一方、制度への登録で新たに納税の義務を負った小規模事業者の中には、事業や生活に影響が出ているケースもあります。
「インボイス」は事業者どうしの取り引きで発行される新しい形式の請求書やレシートで、10%と8%、それぞれの税率ごとの消費税額がいくらかなどが記載されています。
納税額を正確に把握することなどを目的に、去年10月1日に制度が始まり、事業者が仕入れなどで取引先に払った消費税額の控除や還付を受ける際、インボイスが発行されていることが条件となりました。
インボイスを発行する場合、国への登録が必要で、国税庁によりますと、ことし2月末までにおよそ441万の事業者が登録しているということです。
一方、年間の売り上げ1000万円以下の小規模事業者が登録をする場合、従来、免除されてきた消費税納付の義務を負うことになりました。
実質的な収入減につながり、事業や生活に影響が出ているケースもあります。
制度に登録したフリーのエンジニアは
フリーのデータエンジニアとして企業のウェブサイトなどを制作している福岡県の迎淳志さん(45)は、制度に登録しなければ、取引先の企業が税の控除を受けられず、「迷惑をかけてしまう」と考えたことから、制度に登録をしました。

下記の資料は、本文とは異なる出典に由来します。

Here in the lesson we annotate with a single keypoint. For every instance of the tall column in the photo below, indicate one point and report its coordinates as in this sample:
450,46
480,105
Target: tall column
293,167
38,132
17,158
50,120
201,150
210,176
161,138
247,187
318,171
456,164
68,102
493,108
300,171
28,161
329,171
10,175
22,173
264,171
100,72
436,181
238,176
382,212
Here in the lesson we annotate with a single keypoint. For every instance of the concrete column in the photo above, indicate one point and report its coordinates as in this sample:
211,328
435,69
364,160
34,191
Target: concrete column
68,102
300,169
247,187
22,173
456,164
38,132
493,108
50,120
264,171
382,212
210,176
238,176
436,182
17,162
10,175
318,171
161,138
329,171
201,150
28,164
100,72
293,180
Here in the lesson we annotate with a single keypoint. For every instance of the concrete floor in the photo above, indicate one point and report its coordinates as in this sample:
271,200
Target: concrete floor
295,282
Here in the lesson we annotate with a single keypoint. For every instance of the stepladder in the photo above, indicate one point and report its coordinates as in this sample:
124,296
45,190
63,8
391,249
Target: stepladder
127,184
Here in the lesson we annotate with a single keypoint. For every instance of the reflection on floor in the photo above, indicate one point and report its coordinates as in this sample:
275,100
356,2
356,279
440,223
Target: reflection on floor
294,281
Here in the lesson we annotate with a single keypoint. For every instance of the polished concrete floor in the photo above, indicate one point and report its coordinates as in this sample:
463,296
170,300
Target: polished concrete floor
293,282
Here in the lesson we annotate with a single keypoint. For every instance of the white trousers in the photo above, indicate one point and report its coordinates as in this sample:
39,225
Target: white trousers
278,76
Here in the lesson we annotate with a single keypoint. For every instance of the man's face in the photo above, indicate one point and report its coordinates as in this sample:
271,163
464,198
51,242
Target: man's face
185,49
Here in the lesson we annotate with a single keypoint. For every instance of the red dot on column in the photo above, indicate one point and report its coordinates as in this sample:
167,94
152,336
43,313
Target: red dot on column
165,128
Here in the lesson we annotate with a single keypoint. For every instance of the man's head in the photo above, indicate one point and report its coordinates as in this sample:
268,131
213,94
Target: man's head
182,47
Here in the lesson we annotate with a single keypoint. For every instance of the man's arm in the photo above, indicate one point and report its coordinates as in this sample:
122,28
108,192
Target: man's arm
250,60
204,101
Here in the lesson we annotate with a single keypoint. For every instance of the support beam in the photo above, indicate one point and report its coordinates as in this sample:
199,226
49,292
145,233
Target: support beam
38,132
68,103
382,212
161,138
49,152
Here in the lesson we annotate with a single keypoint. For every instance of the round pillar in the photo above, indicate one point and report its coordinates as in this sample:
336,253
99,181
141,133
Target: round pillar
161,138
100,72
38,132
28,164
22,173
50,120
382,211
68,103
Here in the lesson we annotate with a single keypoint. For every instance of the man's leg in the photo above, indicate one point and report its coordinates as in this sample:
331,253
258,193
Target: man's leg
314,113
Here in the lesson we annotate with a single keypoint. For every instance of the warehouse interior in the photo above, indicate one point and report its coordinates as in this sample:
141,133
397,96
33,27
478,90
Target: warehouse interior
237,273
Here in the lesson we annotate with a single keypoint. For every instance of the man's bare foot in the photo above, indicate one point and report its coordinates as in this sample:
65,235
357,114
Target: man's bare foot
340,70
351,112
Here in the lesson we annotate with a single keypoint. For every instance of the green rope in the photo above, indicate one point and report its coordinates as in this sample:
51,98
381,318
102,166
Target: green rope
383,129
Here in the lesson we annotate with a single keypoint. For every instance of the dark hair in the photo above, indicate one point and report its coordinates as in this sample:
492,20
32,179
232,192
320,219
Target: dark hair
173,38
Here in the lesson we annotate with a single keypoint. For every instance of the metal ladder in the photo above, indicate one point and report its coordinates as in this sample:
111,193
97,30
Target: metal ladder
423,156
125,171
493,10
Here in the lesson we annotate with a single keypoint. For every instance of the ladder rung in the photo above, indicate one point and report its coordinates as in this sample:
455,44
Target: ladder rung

税負担を一定期間軽減する措置が設けられていますが、月に少なくとも数万円の収入減は避けられず、迎さんは、仕事の時間を大幅に増やして、より多くの発注に対応できるようにしています。
経過措置の終了後を考えると、経済的な不安があるとして、現在暮らしている賃貸マンションから、県内の実家に、近く、転居することを決めたということです。
迎さんは「今は猶予期間なので、それほど切実には感じませんが、売り上げが伸びれば払う税額も大きくなり、価格転嫁が難しい業種でもあるので、今後苦しくなると思います」と話していました。